Besides such a crawl toward justice, Brown’s killing may reveal the results of economic disparity and political disenfranchisement, and the challenge to and response by labor and progressive groups. However, complaints that unions haven’t weighed in on the tragedy – or aren’t doing enough to demand that cops must stop killing unarmed people – overlook labor’s engagement (although the criticism has some merit for the Left).

After all, AFL-CIO President Richard Trumka and Missouri AFL-CIO President Mike Louis both have spoken forcefully about the situation, as has the St. Louis Labor Council, plus the American Federation of State, County and Municipal Employees Council 72, the American Federation of Government Employees, the International Brotherhood of Electrical Workers Local 1, and others.

This horrendous act is not the same as the case of Trayvon Martin, another unarmed African-American teen gunned down. There, the shooter was a violent vigilante who wasn’t even going to be arrested, much less tried, if not for an organized outcry. Instead, the Ferguson killing was by a policeman – a union member, Trumka noted – and it exemplifies an entrenched set of questionable practices by law enforcement and the consequences of an eroding middle class.

Ferguson, North St. Louis County and all its communities have suffered decades of economic disinvestment, loss of manufacturing jobs, and massive disruption by highway construction and airport expansion, the St. Louis American newspaper editorialized, writing, “The mortgage bubble really burst in these areas, with rampant home foreclosures. Large retail areas have been abandoned. Disillusionment, resentment and tension set in where economic opportunities, recreation and thriving businesses once flourished.”

Communications Workers of America Local 6355 President Bradley Harmon told Press Associates, Inc. that unemployment among young black men in the St. Louis area is extraordinarily high – 47 percent – and Brown was a Normandy High School graduate in a struggling school district taken over by the state and in the process of being privatized. Harmon said, “These are issues that are at the heart of the labor movement.”
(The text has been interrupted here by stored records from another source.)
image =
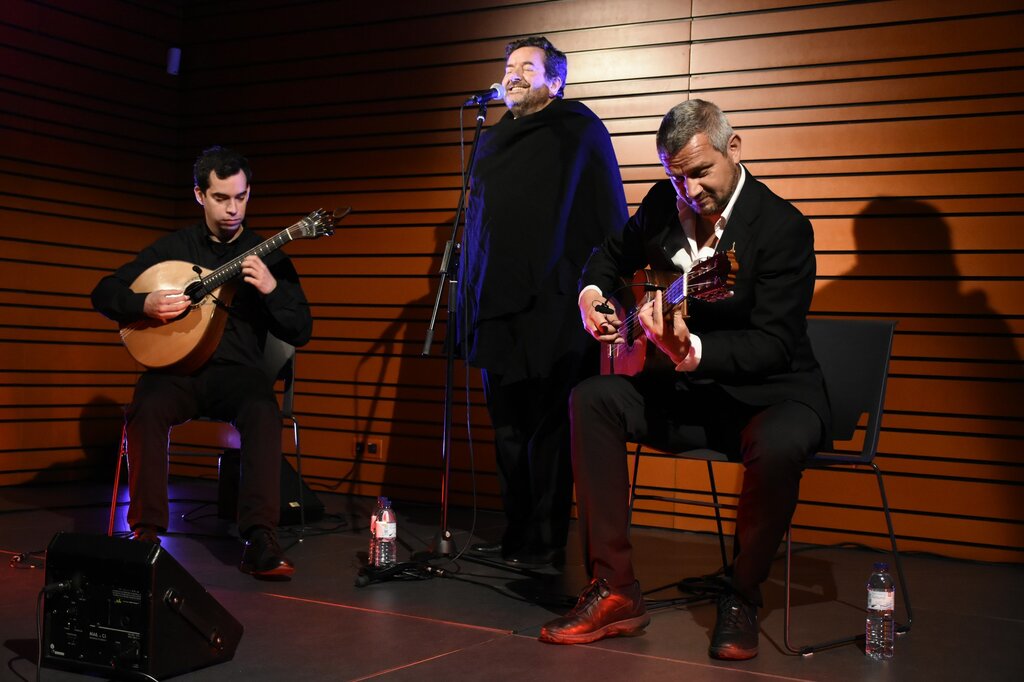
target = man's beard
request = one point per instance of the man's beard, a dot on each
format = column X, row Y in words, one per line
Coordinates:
column 532, row 100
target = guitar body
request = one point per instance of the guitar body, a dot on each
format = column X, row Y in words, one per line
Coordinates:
column 709, row 280
column 184, row 344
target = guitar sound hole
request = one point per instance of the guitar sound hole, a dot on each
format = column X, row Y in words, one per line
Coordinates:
column 196, row 292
Civil rights groups have been active, as have clergy. For instance, a group of about 100 religious leaders marched from Clayton, Mo., to the office of St. Louis County Prosecutor Bob McCullough to demand an expedited grand jury hearing and the arrest of the shooter, Ferguson police officer Darren Wilson. En route, Protestant ministers, Catholic priests and representatives of various faiths demonstrated, repeating the episode’s stark phrase, “Hands up, don’t shoot!” But rather than asking, “Where is labor?” in almost an accusatory way, critics might legitimately wonder where the National Organization for Women is, or MoveOn.org, Amnesty International, reproductive rights activists, the Occupy movement, climate justice people, or even public figures such as Major League Baseball players and “Cardinal Nation.”

Writing about demands on athletes to publicly insist on stopping such tragedies, Nation magazine sports editor Dave Zirin said, “We need the full weight of [all] these organizations. We need them using their reservoirs of power, money and influence to demilitarize police departments, demand civilian review boards for the police, and stop the violence. We need them showing the true meaning of solidarity; the idea that injustice anywhere is a threat to justice everywhere, and our struggles are conjoined.”
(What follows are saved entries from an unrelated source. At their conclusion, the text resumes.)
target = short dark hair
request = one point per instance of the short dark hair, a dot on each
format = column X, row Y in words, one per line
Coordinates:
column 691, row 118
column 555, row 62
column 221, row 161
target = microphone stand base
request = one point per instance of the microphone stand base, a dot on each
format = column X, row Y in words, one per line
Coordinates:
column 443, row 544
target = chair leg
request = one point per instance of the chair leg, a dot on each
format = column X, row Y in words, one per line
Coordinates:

The Rev. Martin Rafanan -- co-chair of the St. Louis Workers Rights Board of Jobs with Justice and community director for Show Me $15, the fast-food workers advocacy group -- linked the killing to economic inequality. Such injustice, Rafanan said, is “held in place by structural oppression based on race, class and human identities. Without the ability to have the resources to meet basic human needs, take care of families, and create opportunity and dignity in our neighborhoods, Ferguson will happen over and over again. The wealth in the nation is going to capital rather than workers, and that must change.”

Labor is involved, as it must be – as must all progressives.

[PICTURED: St. Louis Labor Tribune photo of AFL-CIO president Richard Trumka addressing the Missouri AFL-CIO convention Sept. 15, when he said the labor movement must stand up for everyone, regardless of race, religion or sexual orientation. "An attack on one is an attack on all," he said.]